(1910 - 2009)

Willy Ronis claimed an interest in “ordinary people with ordinary lives.” He was a central figure in the “humanist photography” movement, celebrating the poetry in the everyday in warm, witty images, along with his colleagues Robert Doisneau, Henri Cartier-Bresson, and Brassaï. “I have never sought out the extraordinary or the scoop,” he once said. “The beauty of the ordinary was always the source of my greatest emotions.” The images created by Willis Ronis capture the simple pleasures of everyday life. Not one to focus on suffering, his photographs are often light-hearted, humor-filled, and full of compassion, even as they capture the delight of French joie de vivre.
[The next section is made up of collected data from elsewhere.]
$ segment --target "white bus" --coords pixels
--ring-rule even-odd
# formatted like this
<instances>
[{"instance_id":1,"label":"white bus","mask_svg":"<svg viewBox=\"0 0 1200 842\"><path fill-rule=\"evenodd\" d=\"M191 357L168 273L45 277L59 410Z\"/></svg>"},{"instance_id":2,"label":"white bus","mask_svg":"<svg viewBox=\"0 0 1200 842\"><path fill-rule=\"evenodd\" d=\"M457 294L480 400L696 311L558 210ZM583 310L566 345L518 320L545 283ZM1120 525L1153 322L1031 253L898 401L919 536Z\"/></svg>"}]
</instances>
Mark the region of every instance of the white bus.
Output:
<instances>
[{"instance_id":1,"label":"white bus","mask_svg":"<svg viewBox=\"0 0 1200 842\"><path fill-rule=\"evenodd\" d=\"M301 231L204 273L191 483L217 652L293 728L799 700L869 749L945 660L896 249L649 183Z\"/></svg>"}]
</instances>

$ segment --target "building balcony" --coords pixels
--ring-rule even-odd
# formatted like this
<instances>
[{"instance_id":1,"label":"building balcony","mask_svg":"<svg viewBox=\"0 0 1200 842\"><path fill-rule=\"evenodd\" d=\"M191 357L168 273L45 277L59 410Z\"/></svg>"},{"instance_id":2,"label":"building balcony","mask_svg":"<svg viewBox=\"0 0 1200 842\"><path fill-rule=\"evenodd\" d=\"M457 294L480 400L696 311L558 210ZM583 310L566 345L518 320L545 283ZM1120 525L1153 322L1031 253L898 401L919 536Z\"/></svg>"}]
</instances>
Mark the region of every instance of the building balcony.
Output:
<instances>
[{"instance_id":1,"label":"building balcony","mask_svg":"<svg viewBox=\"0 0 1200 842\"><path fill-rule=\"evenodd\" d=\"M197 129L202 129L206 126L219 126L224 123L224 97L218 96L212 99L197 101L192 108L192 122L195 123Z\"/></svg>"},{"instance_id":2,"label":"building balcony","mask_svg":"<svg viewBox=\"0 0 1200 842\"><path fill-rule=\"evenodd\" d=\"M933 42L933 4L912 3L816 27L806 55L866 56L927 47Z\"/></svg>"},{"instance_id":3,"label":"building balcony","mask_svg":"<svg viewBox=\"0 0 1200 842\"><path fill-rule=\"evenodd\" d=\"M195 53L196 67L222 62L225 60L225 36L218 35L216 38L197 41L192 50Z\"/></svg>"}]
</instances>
Willy Ronis was among the foremost postwar French photographers, who spent his career roaming the Parisian streets capturing people in love, at work, and at play in lyrical black-and-white images. Ronis honed his sense of proportion and composition working in his parents’ photography studio. He holds the distinction of being the first French staff photographer for LIFE Magazine, and his work was included in Edward Steichen’s seminal “Five French Photographers” (1951) and “The Family of Man” (1955) exhibitions. Ronis has had several books and monographs published on his work. As one of the great masters of twentieth century photography, Ronis has work is in the collections of major museums and private collectors around the world.